SKEDSOFT

Data Mining & Data Warehousing

Classification and Prediction: Classification is the process of finding a model (or function) that describes and distinguishes data classes or concepts, for the purpose of being able to use the model to predict the class of objects whose class label is unknown. The derived model is based on the analysis of a set of training data (i.e., data objects whose class label is known).

  • “How is the derived model presented?” The derived model may be represented in various forms, such as classification (IF-THEN) rules, decision trees, mathematical formulae, or neural networks (Figure 1.10). A decision tree is a flow-chart-like tree structure, where each node denotes a test on an attribute value, each branch represents an outcome of the test, and tree leaves represent classes or class distributions. Decision trees can easily be converted to classification rules. A neural network, when used for classification, is typically a collection of neuron-like processing units with weighted connections between the units. There are many other methods for constructing classification models, such as naïve Bayesian classification, support vector machines, and k-nearest neighbor classification.
  • Whereas classification predicts categorical (discrete, unordered) labels, prediction models continuous-valued functions. That is, it is used to predict missing or unavailable numerical data values rather than class labels. Although the term prediction may refer to both numeric prediction and class label prediction, in this book we use it to refer primarily to numeric prediction. Regression analysis is a statistical methodology that is most often used for numeric prediction, although other methods exist as well. Prediction also encompasses the identification of distribution trends based on the available data.
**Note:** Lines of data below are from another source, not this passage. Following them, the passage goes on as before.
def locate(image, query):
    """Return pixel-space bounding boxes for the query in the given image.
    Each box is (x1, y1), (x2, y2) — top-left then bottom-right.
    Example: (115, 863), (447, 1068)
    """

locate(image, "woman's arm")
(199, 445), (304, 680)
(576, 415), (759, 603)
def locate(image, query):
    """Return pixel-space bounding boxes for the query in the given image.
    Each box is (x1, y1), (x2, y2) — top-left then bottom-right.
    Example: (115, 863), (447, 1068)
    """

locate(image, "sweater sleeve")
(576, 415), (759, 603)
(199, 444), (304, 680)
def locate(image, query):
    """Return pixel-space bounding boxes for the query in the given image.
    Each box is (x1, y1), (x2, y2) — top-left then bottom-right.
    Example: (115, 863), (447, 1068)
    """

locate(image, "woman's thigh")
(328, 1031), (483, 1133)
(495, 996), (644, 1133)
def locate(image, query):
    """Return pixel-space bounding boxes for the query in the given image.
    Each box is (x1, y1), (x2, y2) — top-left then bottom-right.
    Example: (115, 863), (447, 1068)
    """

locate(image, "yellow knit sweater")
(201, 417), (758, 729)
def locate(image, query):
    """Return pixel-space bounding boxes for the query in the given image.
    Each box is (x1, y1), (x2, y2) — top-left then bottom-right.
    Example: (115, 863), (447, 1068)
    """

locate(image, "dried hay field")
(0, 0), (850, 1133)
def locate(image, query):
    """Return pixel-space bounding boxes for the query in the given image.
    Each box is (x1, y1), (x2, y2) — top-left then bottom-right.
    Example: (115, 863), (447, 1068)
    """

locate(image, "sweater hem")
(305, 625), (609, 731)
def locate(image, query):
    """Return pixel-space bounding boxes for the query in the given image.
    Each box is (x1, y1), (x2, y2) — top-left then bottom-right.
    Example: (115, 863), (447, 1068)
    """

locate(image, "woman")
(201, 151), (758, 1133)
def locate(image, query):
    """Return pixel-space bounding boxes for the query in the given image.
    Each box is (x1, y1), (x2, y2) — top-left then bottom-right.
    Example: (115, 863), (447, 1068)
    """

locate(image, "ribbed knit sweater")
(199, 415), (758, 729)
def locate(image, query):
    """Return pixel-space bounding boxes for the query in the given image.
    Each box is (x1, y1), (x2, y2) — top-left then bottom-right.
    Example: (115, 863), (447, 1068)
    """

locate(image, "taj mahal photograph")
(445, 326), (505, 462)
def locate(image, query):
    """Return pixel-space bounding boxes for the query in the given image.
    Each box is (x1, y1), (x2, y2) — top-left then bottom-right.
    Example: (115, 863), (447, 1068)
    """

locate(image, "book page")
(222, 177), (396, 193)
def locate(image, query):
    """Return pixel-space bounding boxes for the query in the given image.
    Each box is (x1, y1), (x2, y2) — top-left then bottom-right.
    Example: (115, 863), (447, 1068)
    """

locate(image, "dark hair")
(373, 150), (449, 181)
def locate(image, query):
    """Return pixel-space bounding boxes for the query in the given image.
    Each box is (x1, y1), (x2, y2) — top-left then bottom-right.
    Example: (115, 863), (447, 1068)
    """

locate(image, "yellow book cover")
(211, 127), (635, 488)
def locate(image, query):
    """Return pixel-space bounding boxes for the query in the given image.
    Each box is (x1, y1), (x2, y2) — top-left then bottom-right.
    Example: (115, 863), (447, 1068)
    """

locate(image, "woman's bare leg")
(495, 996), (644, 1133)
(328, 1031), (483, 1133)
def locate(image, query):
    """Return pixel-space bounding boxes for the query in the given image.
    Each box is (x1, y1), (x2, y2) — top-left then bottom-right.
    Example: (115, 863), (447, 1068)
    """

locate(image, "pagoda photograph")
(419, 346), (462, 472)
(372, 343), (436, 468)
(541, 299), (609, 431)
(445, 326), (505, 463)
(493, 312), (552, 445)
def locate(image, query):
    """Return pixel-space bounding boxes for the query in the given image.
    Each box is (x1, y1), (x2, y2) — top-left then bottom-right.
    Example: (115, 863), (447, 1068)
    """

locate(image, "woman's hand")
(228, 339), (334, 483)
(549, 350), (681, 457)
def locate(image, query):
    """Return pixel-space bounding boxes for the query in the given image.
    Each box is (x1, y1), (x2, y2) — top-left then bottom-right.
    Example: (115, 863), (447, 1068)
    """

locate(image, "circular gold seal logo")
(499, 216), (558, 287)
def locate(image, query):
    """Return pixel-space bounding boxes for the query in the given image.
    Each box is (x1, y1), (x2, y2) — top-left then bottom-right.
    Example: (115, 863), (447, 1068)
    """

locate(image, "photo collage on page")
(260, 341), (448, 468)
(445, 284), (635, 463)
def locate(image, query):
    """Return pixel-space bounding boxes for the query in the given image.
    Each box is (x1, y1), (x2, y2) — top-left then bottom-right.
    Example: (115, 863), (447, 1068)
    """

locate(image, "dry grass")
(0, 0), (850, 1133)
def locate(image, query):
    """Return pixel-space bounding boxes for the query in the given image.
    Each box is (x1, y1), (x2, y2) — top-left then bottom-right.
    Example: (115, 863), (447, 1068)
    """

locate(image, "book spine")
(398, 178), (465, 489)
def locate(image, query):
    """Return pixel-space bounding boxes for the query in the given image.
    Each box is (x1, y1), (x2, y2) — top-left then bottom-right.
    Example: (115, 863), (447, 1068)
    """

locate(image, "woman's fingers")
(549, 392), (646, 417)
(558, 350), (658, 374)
Classification and prediction may need to be preceded by relevance analysis, which attempts to identify attributes that do not contribute to the classification or prediction process. These attributes can then be excluded.

Example:Classification and prediction. Suppose, as sales manager of All Electronics, you would like to classify a large set of items in the store, based on three kinds of responses to asales campaign: good response, mild response, and no response. You would like to derive a model for each of these three classes based on the descriptive features of the items, such as price, brand, place made, type, and category. The resulting classification should maximally distinguish each class from the others, presenting an organized picture of the data set. Suppose that the resulting classification is expressed in the form of a decision tree. The decision tree, for instance, may identify price as being the single factor that best distinguishes the three classes. The tree may reveal that, after price, other features that help further distinguish objects of each class fromanother include brand and place made. Such a decision tree may help you understand the impact of the given sales campaign anddesign a more effective campaign for the future.

Suppose instead, that rather than predicting categorical response labels for each store item, you would like to predict the amount of revenue that each item will generate during an upcoming sale at AllElectronics, based on previous sales data. This is an example of (numeric) prediction because the model constructed will predict a continuous-valued function, or ordered value.